Cathay Pacific’s purchase of rival HK Express was an inevitable plunge into the no-frills market as the premier marque belatedly faces the reality that it can no longer ignore the budget sector.

Asia’s biggest international carrier has historically eschewed the low-cost sector, even as the region’s rising middle class has fueled an unprecedented boom in air travel and demand for cheaper routes.

But last week it finally bit the bullet, announcing it was buying HK Express for US$600 million from the debt-laden Chinese conglomerate HNA Group.

The move allows Cathay to take over the city’s only budget carrier and gifts it much needed slots at one of the world’s busiest transport hubs — prompting many to ask why it had taken the airline so long to make such a move.

Analysts say Cathay’s reluctance to embrace the budget model was a result of its conservative way of thinking, in much the same way Nintendo was dragged kicking and screaming into the mobile gaming market after years of weak earnings.

But it is not too late for the airline, they say.

“It’s more like catching up rather than changing the landscape,” Jackson Wong, said analyst at Huarong International Securities, adding that Cathay realized it had to “face reality” that the budget market was something it needed to embrace.

Asia Pacific is now the world’s largest market for low-cost carriers, accounting for nearly 600 million seats in 2018, according to the CAPA Centre for Aviation.

And thanks to the region’s booming middle classes, seat capacity has quadrupled over the past decade.

During that time Cathay resisted moving into the low end of the market, even as their rivals did the opposite — Singapore Airlines formed Tigerair in 2003 and Qantas followed up with Jetstar Asia.

Now Asia’s skies are littered with budget carriers: Air Asia, Scoot, Nok Air, IndiGo, Lion Air, VietJet, and the list keeps growing.

For a while Cathay’s intransigence worked, it remained an avowedly premier — and profitable — brand.

But as the regional budget scene grew, airlines in China and the Middle East began competing on longer haul flights and the more luxury frills Cathay offered.

By March 2017 Cathay reported its first annual net loss in eight years and announced a three-year overhaul to cut costs and improve efficiency.

Under new chief executive officer Rupert Hogg the move appears to have paid off. Last month the airline announced it had swung back into the black after two years of losses.

Brendan Sobie, chief analyst at CAPA, said HK Express was too good an opportunity to pass up.

“It’s in their home market, they have to look at it, and quite frankly they’d be silly not to do it,” he said.

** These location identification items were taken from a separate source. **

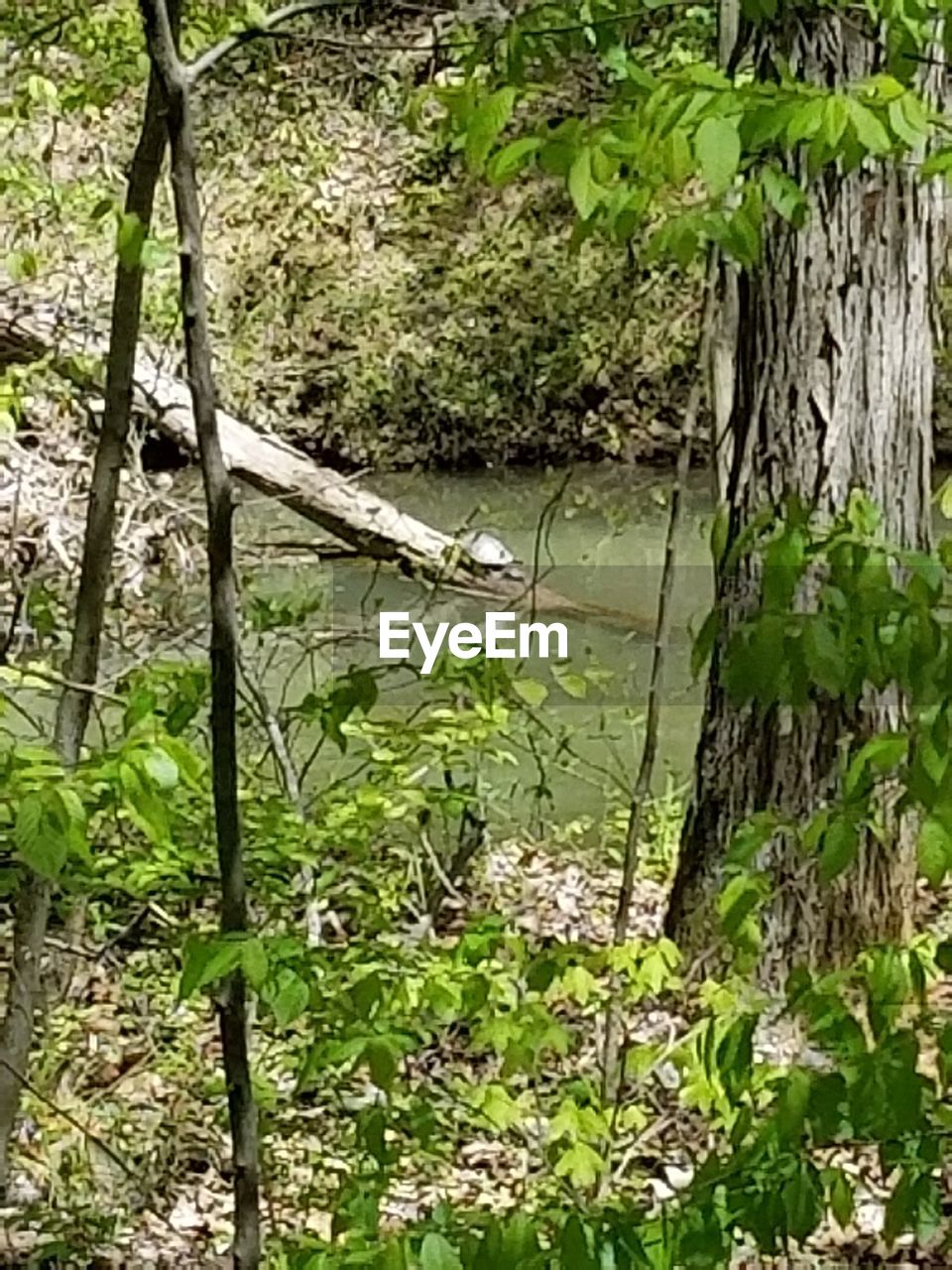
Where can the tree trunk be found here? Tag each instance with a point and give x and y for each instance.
(232, 1005)
(35, 897)
(832, 391)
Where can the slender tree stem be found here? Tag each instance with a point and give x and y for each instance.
(232, 1011)
(36, 893)
(611, 1066)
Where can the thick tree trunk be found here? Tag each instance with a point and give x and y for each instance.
(833, 391)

Sobie said structural constraints and limited airport slots made it difficult for Cathay to establish a separate low-cost carrier, which was why it had said it would not think about a no-frills carrier until Hong Kong airport’s third runway opens in 2024.

He said the lack of space at home was also a limitation for competitors, making the move into the sector less urgent for Cathay, which had opposed budget airline Jetstar’s application to operate in Hong Kong in 2015.

But the purchase was not a financial “slam dunk” for Cathay, Sobie warned, given the small margins of budget airlines in the region and the fact that HK Express reported a net loss of US$18 million in 2018, according to Cathay.